The upshot is that South Africa’s air force is currently unable to fulfil its role in providing air support or airlift power for use in transport and rescue. Not having a functioning air force undermines South Africa’s national interests and weight in the region, as well as its leverage on the global stage. South Africa’s military capacity is seriously compromised, and South Africa’s hard power has all but collapsed.

At the same time, news reports last week suggest that the United States is cutting military ties with South Africa and expelling its military attaché, as well as requiring SA military personnel in the US for training to be returned to South Africa as soon as possible. This is partly due to South Africa’s close relationship with China, Iran, Russia and Hamas, as well as its decision to spearhead a case against Israel at the International Court of Justice.

Automotive sector exposed

A new US tariff regime expected to come into force on Wednesday, 2 April, could override the benefits South Africa’s auto manufacturers currently enjoy under the African Growth and Opportunity Act (AGOA), including tariff-free access to US markets.

Under the new system, a 25% tariff will be charged on imports of vehicles and light trucks to the US. To justify this, US President Donald Trump invoked Section 232 of the 1962 Trade Expansion Act, which allows the president to impose tariffs upon recommendation by the Secretary of Commerce if imports are considered to threaten national security. Section 232 overrides existing trade agreements, which presumably includes AGOA.

In 2023, South Africa’s exports of vehicles and auto components to the US represented around 10% of its total automative exports by value (R27.9 billion of R270.8 billion), and 6.5% by volume (25,553 vehicles of 390,884 exported). This made the US the third-largest destination for South Africa’s automotive exports, behind Germany and Belgium. Over 600,000 people are formally employed in the automotive value chain.

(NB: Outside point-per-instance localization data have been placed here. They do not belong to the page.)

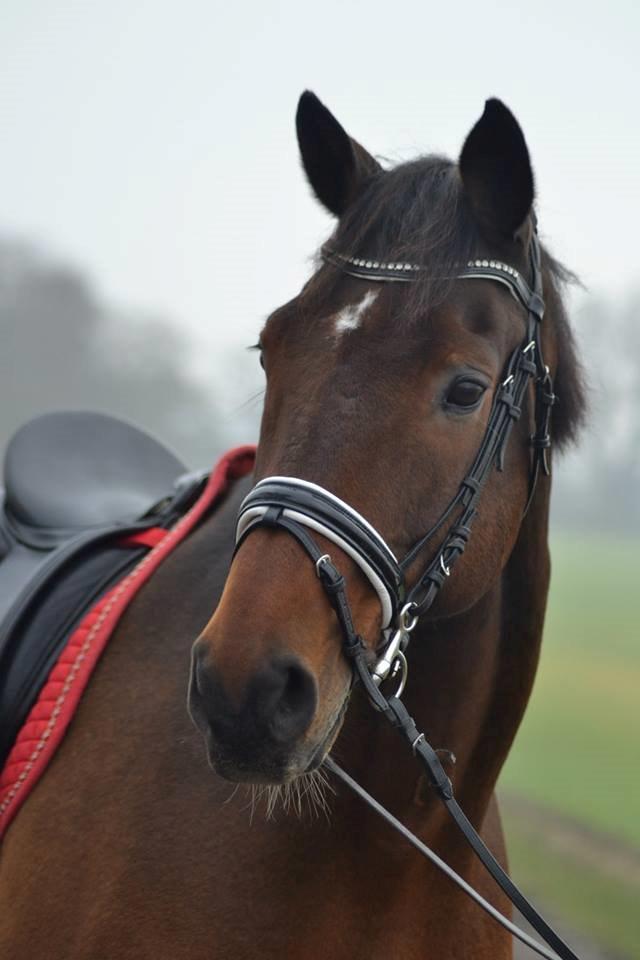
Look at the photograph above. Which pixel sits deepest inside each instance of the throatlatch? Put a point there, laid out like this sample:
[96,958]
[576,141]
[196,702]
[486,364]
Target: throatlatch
[302,508]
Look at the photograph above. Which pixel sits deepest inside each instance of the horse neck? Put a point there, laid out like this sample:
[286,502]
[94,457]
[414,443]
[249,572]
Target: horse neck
[470,678]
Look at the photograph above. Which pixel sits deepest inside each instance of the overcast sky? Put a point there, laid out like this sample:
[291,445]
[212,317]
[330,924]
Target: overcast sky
[153,142]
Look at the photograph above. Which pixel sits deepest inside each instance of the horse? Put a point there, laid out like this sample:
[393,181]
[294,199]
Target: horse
[228,837]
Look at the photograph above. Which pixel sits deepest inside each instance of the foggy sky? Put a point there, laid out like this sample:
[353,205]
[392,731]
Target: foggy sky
[153,142]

Local manufacturers, including industry bodies such as the Automotive Business Council (naamsa), should plan for a post-AGOA future. Those plans should include proposals to the US for mutually beneficial manufacturing investment plans, possibly as part of a bilateral trade agreement. The industry should not wait for South Africa’s AGOA participation to be cancelled or for the South African government to act (or offer more subsidies) but should instead be proactive in developing new investment and export markets outside the US.

Pick of US ambassador to SA sends a signal

Mr Trump’s pick for US ambassador to South Africa, Leo Brent Bozell III, confirms that the Trump administration will continue its hardline approach to South Africa. Mr Bozell is a conservative activist and the founder of the Media Research Center, which aims to identify liberal media bias. South Africa’s media outlets and the government should steel themselves for robust engagements ahead. The incoming ambassador is also a staunch supporter of Israel. From CRA executive director Chris Hattingh’s recent time in Washington, DC, South Africa’s ongoing case against Israel at the International Court of Justice is a major cause of the current tensions between South Africa and the US.

Mr Bozell will place little stock in South-South solidarity, the “Global South” and other vibes-based phenomena on which South Africa has tried to style its global positioning. There will be plentiful opportunities for disagreement between Mr Bozell and his host country if the ANC continues to present itself and South Africa as a leading moral superpower in the face of much local evidence suggesting otherwise.